Minnesota Zoo Treetop Trail
Apple Valley, Minn.
BEST PROJECT, CONSTRUCTION SPECIALTY
Sent by: PCL construction
General contractor: PCL construction
Main design company: Snow Kreilich Architects
Structural Engineer: Meyer Borgman Johnson
Civil Engineer: BARR Engineering
MEP: Food Engineering
Spanning more than 500 acres, the Minnesota Zoo at Apple Valley has large animal habitats, educational exhibits, and a meandering natural hardwood forest, along with a 1979 monorail that was decommissioned in 2013 and it served no one until it became a new attraction. , thanks to contractor PCL Construction, architect Snow Kreilich Architects and landscape architect TEN x TEN.
The $39 million investment to add the Minnesota Zoo Treetop Trail to the zoo was minimal considering it could use all of the old elevated train supports. SKA designed the world’s longest elevated pedestrian loop (1.25 miles) to convert the former train into a walkway above the zoo. Built on the old railroad track, the trail is at least 8 feet wide for its entire length, but has 22 exits that stretch up to 14 feet in places. The project adds 70,000 square meters of new space to the zoo that PCL built entirely to scale.
Photo by Corey Gaffer, Corey Gaffer Photography
PCL used a phased approach, dividing the path into four sequences to maximize efficiency. This approach took into account the daily routines of the zoo animals, the availability of supplies and the placement of cranes to avoid obstacles during construction.

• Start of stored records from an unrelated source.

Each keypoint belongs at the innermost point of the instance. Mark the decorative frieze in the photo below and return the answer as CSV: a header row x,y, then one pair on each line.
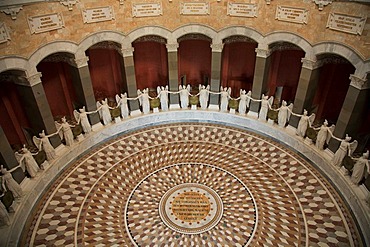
x,y
242,9
292,14
172,47
68,3
4,34
98,14
359,83
45,23
147,9
217,47
195,8
322,3
346,23
128,52
262,52
12,11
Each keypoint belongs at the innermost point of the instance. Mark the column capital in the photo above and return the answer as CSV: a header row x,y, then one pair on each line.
x,y
263,52
171,47
81,62
34,79
128,51
217,47
359,83
310,64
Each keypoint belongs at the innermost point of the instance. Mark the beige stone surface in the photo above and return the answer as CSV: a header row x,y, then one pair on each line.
x,y
23,43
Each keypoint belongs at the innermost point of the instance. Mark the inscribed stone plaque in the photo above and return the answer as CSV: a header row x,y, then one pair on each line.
x,y
147,9
4,35
194,9
290,14
346,23
44,23
242,9
98,14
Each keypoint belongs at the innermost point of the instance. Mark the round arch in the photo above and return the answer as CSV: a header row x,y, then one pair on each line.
x,y
97,38
192,28
13,63
352,56
239,30
291,38
48,49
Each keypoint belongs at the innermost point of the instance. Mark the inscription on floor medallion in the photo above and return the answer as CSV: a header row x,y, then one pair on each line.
x,y
190,208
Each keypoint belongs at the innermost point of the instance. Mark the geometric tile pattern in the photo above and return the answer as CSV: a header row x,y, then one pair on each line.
x,y
295,205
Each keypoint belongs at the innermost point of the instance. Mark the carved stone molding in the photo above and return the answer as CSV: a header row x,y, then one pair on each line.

What followed was a process that used the train rail itself as a material handling platform with a bogey wheeled tractor used to deliver the precast main sections at ground level, enabling an Easier location 32 feet in the air where the path leads to the zoo. .
“We designed it so that we could manufacture the entire system in 20-foot-long modules,” says Michael Osowski, PCL’s senior project manager. “That was all the framing and everything. It was fabricated, assembled, and then shipped to the job site in these 20-foot sections and then we were able to install the railing on the ground, and so it was completely safe .We got that section up on the track and then we were able to push it to its final resting place.”
Photo by Corey Gaffer, Corey Gaffer Photography
Osowski said that once the deck is on, then the electrical and lighting trades and other trades could do their jobs in a much safer way than if everything was built of poles.
The design of the existing on-track trolley system featured a subcompact diesel tractor with rubber wheels, a custom guidance system and a safety enclosure with access platform and canopy. The tractor wheels rode on the beam, driving the cart, while the guides made sure it stayed on track. The guidance system was based on hydraulic power, which allowed it to be lifted out of the way for ground driving and movement between access points.
It moved up to 30,000 pounds, pulled scaffolding, transported workers and pushed sections of trail to their final locations. For snow removal, during the winter months, PCL connected a 16-in. ATV shovels snow at the front of the cart, making the process more efficient and ensuring the trail remains accessible
Another uniquely Minnesota response to working through the record snowfall in 2022 was the use of ice fishing sheds placed on the wider section of the trail to provide warmth for up to four trade workers at a time.
“You could get an ice house, these pop-ups that are basically 18 feet wide that fit perfectly on the road, and then they were easy to move,” Osowski says.